How to Change Your Culture for Passive Talent Success

There’s a reason over 60 percent of recruiting leaders today focus on passive talent. Sourcing passive candidates is the single most effective thing you can do to increase quality of hire and build an all-star organization.

However, many companies are stuck in old recruiting cultures: limiting themselves to candidates that are actively looking and available rather than fostering a culture of proactive head-hunting. If your company could use a culture refresh (or dramatic overhaul!) here’s how to make your team, peers, and leaders march to the same passive talent drum. 

1. Build the business case

  • Get your decision makers’ attention with cold, hard facts
    Choose an area you are struggling to find talent for and highlight the problems with posting and praying: for example, “time to hire is x days and increasing” or “we received 130 applicants, only two of whom were qualified”. Share the research showing that 80 percent of working professionals aren’t looking for jobs. Run some basic searches on LinkedIn to size the populations you’re trying to target. 

  • Highlight competitors’ success
    Comb case studies to share which competitors are investing in passive talent recruiting and what they’ve achieved. 

  • Show what you’re (really) spending today
    Tally up all costs – internal and agency - across departments to calculate your annual sourcing spend. Often this cost is absorbed by business units and never aggregated so your leaders may be shocked by the total. Propose reinvesting a portion – even on a trial basis – to prove the ROI of a direct sourcing approach. Make sure you ask for enough time – 3 to 6 months - to be successful. 

  • Take advantage of your size
    If you’re a small or medium-sized business, cut to the chase by zeroing in on the key people in your organization who are unofficial “culture officers” or who carry the most decisionmaking sway. 

2. Invest in your people

  • Focus on one actionable skill to develop each month
    For example: social media skills, engaging candidates, delivering an elevator pitch, crafting an InMail or leveraging data.

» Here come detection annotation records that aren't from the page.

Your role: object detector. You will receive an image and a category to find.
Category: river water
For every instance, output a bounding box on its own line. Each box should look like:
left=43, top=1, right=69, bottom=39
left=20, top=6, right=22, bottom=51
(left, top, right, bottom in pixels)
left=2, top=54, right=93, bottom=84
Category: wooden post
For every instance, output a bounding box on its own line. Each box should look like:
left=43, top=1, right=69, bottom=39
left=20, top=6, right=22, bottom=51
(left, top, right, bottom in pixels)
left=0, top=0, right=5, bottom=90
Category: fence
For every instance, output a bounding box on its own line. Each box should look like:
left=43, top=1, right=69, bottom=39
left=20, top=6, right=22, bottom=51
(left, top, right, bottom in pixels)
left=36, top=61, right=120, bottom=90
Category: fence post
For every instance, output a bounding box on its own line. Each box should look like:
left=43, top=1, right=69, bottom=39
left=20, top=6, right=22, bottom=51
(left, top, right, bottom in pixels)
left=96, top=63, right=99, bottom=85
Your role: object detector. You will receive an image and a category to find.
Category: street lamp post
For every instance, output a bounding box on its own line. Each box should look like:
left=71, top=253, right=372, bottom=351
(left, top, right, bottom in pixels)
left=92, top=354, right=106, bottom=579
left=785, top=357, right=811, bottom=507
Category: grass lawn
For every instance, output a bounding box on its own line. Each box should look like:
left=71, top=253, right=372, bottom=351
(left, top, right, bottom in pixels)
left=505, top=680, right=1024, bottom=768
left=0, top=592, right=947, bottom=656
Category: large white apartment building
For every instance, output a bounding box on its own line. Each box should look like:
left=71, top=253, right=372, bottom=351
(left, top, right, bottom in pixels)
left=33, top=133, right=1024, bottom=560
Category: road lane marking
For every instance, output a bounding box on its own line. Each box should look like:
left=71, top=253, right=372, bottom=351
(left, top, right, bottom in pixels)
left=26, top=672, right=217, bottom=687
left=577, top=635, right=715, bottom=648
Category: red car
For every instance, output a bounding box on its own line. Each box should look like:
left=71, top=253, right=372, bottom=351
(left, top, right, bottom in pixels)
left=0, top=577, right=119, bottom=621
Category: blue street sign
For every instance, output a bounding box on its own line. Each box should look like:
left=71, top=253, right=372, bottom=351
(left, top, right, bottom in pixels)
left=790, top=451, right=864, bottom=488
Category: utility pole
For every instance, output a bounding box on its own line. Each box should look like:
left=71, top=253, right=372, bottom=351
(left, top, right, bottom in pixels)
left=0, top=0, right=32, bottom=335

  • Carve out time to work on passive candidate recruiting
    Recruiters need to actively network and create long-term relationships with potential candidates. Help them prioritize. Non-referred, inbound candidates who don’t match hiring manager needs can wait. 

  • Use incentives to encourage passive talent recruiting
    Recognize and celebrate winners. If you can, compensate recruiters like sales reps by offering real incentives such as bonuses. 

  • Provide hands-on training
    Some formats you could try: “Polish Your Profile” or “Profiles to Recruit” workshops; InMail best practice lunch sessions; deep dives on different business lines to help recruiters understand recruiting priorities.
     
  • Partner with your hiring managers
    Train hiring managers on passive vs. active talent recruiting and how to talk about your employer brand. Help them polish their profiles and involve them in the sourcing process. Leverage their networks to identify strong potential candidates from their prior lives and get the word out about key openings.

3. Monitor and communicate your progress

  • Praise team triumphs
    Orchestrate early wins to build support. Publicly praise good performance inside and outside your team. 

  • Know your numbers
    Track your team’s success in terms of key business metrics – not just recruiting. Hard cost savings are always popular with executives. 

  • Don’t be shy
    Send regular highlights on passive talent recruiting to business leaders outside of HR to keep it top of mind.